Todavia, são funcionalmente autônomos, isto é, sem qualquer subordinação hierárquica a nenhuma instância administrativa superior. Essa autonomia funcional garante-lhes que de suas decisões deliberativas não cabe recurso administrativo hierárquico para nenhuma instância, qualquer que seja. E sim, controle judicial da legalidade dos seus atos, por provocação de quem tenha legitimidade processual para tanto.
Muitas vezes, se tem observado que juizes e promotores de justiça intervêm indevidamente nos Conselhos Tutelares, como se foram seus "superiores administrativos hierárquicos", desrespeitando a autonomia funcional dos conselhos tutelares, prevista no Estatuto. Prática estranha e perigosa essa, pois se configura numa franca usurpação de poderes, numa intervenção ilegal de um Poder  (Judiciário e Ministério Público, estaduais) sobre outro (Executivo, municipal) Não existe nenhuma linha de subordinação ou vinculação administrativa entre juizes, promotores e delegados de polícia – por exemplo – e os conselheiros tutelares.
Existe sim, o poder do Ministério Público de fazer “recomendações” ao conselho tutelar, nos termos do art. 201, § 5°, "c", do Estatuto – como a qualquer autoridade pública. O conselho tutelar, na esfera da sua autonomia, cumpre ou não a "recomendação público-ministerial". Em não cumprindo, se sujeita a ser pólo passivo de uma ação judicial, ajuizada pelo representante do Ministério Público, se couber – caindo assim na esfera do controle judicial dos atos administrativos.
De relação ao Poder Judiciário, prevê o Estatuto uma única forma de intervenção legal e legítima dele, de relação às deliberações de um conselho tutelar: processualmente, via sentença. Insurgindo-se o Ministério Público ou qualquer interessado (isto é, quem tenha legitimidade processual, como pais ou responsável legal da criança ou adolescente) de relação a uma decisão do conselho tutelar ou de um conselheiro singular, poderão eles ajuizar ações (ação civil pública, mandado de segurança etc.), perante a Vara Infância e da Juventude, para controle judicial (formal) do ato administrativo emanado do conselho tutelar.
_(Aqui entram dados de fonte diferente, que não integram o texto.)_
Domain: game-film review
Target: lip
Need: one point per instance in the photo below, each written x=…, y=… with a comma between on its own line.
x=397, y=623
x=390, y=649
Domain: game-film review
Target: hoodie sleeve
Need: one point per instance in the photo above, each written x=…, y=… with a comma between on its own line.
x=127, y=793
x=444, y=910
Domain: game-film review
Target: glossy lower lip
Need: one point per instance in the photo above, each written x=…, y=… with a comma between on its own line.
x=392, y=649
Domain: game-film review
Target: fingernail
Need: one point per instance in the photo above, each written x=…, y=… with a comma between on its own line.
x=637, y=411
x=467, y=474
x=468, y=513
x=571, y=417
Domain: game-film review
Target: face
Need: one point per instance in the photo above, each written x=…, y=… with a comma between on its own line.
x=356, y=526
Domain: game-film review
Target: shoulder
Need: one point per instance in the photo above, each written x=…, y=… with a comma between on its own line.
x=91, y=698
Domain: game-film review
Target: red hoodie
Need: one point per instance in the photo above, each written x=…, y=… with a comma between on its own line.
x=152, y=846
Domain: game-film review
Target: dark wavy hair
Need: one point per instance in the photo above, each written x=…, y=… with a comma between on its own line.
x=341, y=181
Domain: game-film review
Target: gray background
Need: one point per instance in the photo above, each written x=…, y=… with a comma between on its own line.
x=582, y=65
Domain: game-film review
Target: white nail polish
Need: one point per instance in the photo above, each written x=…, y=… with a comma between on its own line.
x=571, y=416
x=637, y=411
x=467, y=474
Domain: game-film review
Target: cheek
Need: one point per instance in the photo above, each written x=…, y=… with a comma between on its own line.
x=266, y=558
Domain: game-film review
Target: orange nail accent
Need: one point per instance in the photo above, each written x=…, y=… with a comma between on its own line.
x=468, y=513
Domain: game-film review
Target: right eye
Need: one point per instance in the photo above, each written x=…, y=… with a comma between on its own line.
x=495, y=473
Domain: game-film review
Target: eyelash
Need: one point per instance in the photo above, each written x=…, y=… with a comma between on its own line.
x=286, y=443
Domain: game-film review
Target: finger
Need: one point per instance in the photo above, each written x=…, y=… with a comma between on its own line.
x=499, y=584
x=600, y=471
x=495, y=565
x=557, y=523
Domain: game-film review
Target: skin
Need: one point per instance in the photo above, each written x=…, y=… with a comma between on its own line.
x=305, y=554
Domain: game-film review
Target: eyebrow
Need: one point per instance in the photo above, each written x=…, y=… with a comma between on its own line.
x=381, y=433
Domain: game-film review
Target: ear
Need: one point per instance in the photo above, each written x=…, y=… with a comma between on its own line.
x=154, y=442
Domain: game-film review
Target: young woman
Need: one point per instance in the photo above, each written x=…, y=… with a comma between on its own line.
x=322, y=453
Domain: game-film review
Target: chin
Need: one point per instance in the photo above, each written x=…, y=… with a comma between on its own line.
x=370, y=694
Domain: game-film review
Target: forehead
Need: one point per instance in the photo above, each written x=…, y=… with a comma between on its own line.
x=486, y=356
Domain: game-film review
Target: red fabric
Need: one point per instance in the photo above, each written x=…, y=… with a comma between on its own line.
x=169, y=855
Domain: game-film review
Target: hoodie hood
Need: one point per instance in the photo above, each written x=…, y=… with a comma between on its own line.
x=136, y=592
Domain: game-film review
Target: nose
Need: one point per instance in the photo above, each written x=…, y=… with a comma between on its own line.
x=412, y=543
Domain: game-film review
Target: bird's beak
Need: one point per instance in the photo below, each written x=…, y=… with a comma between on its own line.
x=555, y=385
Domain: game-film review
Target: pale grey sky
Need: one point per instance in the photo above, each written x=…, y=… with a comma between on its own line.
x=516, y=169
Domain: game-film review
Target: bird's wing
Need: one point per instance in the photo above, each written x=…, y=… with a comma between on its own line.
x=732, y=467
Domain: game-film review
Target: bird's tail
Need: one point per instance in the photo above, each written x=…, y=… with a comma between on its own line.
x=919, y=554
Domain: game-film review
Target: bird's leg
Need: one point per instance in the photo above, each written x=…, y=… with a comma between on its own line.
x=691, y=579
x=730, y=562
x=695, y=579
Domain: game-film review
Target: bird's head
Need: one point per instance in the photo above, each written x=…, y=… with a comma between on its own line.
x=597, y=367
Os Conselhos Tutelares são órgãos colegiados e não singulares - Outra peculiaridade que integra sua natureza jurídica, faz do conselho tutelar (como obviamente diz o nome) essencialmente um colegiado. Isto é, um órgão integrado por vários agentes públicos, o que faz com que seus atos administrativos sejam atos jurídicos complexos formais, emanados de uma decisão colegiada e não de um agente singular.
Em situações especiais (situações emergenciais e urgentes ou atos protocolares de representação), sempre previstas na própria lei e no seu regimento ou decorrentes de delegação expressa do plenário colegial, esses atos podem ser praticados pela sua direção ou por qualquer dos seus membros isoladamente  e referendados posteriormente pelo colegiado.
No dia a dia, os conselheiros tutelares atendem separadamente as mais diversas situações de ameaças ou violações de direitos de crianças e adolescentes. Principalmente, quando estão em plantões ou em regime de sobre-aviso. Mas precisa ficar bastante claro o seguinte: seus atos deliberativos (aplicação de medidas, representações ao Ministério Público, encaminhamentos ao Judiciário, requisições, notificações etc. etc.)  só podem ser emanados do colegiado, originalmente ou referendados. Atos decisórios isolados de conselheiros tutelares não têm validade jurídica.
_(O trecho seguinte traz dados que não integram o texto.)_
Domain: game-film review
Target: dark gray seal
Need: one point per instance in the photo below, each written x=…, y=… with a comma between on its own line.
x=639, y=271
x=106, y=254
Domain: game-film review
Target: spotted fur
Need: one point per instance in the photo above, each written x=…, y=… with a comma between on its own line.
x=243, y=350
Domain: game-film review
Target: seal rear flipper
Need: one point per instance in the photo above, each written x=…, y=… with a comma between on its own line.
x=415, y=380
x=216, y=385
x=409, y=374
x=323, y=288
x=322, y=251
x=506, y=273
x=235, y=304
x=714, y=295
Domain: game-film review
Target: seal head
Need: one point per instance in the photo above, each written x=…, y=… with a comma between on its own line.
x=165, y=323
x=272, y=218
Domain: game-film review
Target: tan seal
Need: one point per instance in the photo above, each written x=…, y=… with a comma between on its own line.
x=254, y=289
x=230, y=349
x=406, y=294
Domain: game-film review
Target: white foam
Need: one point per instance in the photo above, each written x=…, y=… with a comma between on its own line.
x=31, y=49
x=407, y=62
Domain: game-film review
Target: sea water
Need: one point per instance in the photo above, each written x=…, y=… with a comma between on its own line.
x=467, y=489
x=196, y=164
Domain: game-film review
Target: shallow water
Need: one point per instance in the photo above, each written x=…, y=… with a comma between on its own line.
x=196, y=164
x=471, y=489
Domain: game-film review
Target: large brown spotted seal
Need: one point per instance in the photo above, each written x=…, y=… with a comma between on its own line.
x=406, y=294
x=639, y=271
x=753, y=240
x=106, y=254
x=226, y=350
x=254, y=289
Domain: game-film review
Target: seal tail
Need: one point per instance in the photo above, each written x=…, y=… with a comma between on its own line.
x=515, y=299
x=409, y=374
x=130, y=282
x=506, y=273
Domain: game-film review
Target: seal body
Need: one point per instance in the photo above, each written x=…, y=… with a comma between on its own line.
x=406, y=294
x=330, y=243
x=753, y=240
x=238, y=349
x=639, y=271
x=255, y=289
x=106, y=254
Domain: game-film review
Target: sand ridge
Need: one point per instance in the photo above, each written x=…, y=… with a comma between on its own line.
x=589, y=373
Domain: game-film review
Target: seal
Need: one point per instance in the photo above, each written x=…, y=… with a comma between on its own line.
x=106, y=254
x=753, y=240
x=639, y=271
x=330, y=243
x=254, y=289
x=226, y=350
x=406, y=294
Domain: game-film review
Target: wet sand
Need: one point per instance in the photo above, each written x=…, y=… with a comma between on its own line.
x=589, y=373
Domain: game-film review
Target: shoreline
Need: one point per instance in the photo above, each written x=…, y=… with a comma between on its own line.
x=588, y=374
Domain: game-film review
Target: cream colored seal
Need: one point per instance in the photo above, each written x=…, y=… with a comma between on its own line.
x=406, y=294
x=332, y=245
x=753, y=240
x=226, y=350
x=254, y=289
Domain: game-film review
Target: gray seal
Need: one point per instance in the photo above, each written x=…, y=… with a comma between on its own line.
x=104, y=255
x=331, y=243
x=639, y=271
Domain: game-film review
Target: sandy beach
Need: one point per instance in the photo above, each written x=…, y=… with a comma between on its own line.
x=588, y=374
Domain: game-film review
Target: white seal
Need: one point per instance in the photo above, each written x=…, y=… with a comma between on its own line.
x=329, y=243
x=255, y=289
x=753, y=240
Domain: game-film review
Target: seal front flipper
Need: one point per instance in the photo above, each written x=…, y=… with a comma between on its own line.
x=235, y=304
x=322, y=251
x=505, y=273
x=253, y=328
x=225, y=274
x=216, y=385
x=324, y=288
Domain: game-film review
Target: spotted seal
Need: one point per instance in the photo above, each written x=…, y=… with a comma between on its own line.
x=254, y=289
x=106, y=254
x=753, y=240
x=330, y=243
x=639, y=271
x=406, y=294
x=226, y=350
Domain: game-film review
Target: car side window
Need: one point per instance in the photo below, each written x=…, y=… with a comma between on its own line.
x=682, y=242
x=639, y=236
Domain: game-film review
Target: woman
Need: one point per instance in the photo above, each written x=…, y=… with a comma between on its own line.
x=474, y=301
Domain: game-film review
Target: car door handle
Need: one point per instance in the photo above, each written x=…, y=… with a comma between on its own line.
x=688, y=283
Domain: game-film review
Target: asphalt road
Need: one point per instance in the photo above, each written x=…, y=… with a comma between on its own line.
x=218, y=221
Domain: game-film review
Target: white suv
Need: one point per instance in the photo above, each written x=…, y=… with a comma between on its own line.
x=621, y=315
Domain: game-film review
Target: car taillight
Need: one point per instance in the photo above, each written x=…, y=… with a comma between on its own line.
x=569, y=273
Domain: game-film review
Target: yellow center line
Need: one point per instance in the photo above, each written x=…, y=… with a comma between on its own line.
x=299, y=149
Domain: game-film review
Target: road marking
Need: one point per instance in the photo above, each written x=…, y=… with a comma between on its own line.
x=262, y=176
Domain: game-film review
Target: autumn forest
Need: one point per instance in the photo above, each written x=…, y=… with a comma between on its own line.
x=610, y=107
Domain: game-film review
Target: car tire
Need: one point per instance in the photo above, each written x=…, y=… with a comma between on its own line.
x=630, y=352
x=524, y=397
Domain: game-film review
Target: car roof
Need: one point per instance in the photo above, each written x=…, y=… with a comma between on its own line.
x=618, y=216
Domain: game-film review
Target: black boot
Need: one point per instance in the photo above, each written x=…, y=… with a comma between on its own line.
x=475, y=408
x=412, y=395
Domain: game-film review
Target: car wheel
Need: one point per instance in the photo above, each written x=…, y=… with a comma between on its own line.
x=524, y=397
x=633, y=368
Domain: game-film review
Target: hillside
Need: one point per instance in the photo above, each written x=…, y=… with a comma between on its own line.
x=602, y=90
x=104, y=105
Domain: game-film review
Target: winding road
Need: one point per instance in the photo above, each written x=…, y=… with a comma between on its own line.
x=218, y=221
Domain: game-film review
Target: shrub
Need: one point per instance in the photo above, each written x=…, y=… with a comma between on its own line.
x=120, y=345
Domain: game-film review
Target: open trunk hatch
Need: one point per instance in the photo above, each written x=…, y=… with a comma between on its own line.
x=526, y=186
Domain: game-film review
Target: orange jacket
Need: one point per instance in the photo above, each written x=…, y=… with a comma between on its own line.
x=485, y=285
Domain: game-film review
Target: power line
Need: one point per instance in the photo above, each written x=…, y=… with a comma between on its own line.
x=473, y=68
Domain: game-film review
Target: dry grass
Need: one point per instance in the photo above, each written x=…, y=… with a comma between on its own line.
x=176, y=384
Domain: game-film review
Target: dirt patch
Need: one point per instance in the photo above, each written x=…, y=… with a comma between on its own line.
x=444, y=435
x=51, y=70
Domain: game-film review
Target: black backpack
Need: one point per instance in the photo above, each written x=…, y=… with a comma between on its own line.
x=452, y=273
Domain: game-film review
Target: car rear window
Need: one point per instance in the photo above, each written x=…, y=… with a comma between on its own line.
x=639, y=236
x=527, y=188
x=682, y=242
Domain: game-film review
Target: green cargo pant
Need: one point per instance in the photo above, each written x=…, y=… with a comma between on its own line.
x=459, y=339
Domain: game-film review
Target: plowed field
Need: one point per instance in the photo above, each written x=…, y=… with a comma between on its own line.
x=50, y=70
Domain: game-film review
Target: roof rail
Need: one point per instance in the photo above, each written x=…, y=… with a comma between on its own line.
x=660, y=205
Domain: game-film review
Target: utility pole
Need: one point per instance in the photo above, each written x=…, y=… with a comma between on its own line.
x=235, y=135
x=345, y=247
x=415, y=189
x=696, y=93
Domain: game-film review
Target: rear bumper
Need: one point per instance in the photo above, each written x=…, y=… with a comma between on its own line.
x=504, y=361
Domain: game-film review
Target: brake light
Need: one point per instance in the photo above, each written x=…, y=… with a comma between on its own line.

Natureza político-institucional dos conselhos tutelares. Mecanismos politico-institucionais de construção de um novo modelo de gestão pública - A experiência dos conselhos tutelares, no Brasil, se justifica -  política e institucionalmente - como forma de se garantir a
ü    participação popular na gestão do poder, no desenvolvimento dos negócios públicos pelo estado[5].;  e a
ü    desjudicialização da operacionalização das políticas sociais.
Os conselhos tutelares, por sua natureza,  são contenciosos administrativos, criados para assumirem a solução de conflitos pela via administrativa, para aplicarem a lei em casos em concreto. Diz o Estatuto, com má técnica legislativa: "órgãos não jurisdicionais"; como se a declaração de uma condição negativa fosse uma definição de sua natureza, pois não se diz o-que- algo-é, dizendo-se o-que-ele-não-é. Seria o caso de se interpretar a expressão como "órgão contencioso não-jurisdicional",  em função das suas atribuições.
No passado recente, as questões sociais que envolviam crianças e adolescentes, típicas de solução por via de políticas públicas, eram levadas e submetidas ao contencioso judicial, isto é, aos antigos Juízes de Menores – um misto de magistrado, assistente social, prefeito, primeira-dama, “pai e provedor”.
Assim, as confusões maiores sobre a real natureza e missão político-institucional dos conselhos tutelares nascem de um entendimento equivocado sobre o que sejam intervenção judicial e intervenção político-administrativa, isto é, entre prestação jurisdicional (administração de justiça) e gestão dos negócios públicos (desenvolvimento de políticas públicas).

Relações entre conselhos tutelares, estado e democracia:  a marca dominante da participação popular, como essência da experiência desses conselhos - Os conselhos tutelares não são mais, nem menos democráticos que aqueles órgãos públicos constituídos ou através da representação da sociedade por eleição (senadores, governadores, prefeitos, vereadores etc.) ou através da participação direta (conselheiros dos direitos, p. ex.) ou através da investidura legal por nomeações, livres[6] ou via concurso público (secretários de estado, funcionários públicos, juizes, promotores etc.). Os conselhos tutelares são instrumentos do Estado Democrático de Direito como os outros o são. A questão é se saber que entendimento se tem de estado e de democracia, para se entender a natureza político-institucional desses conselhos .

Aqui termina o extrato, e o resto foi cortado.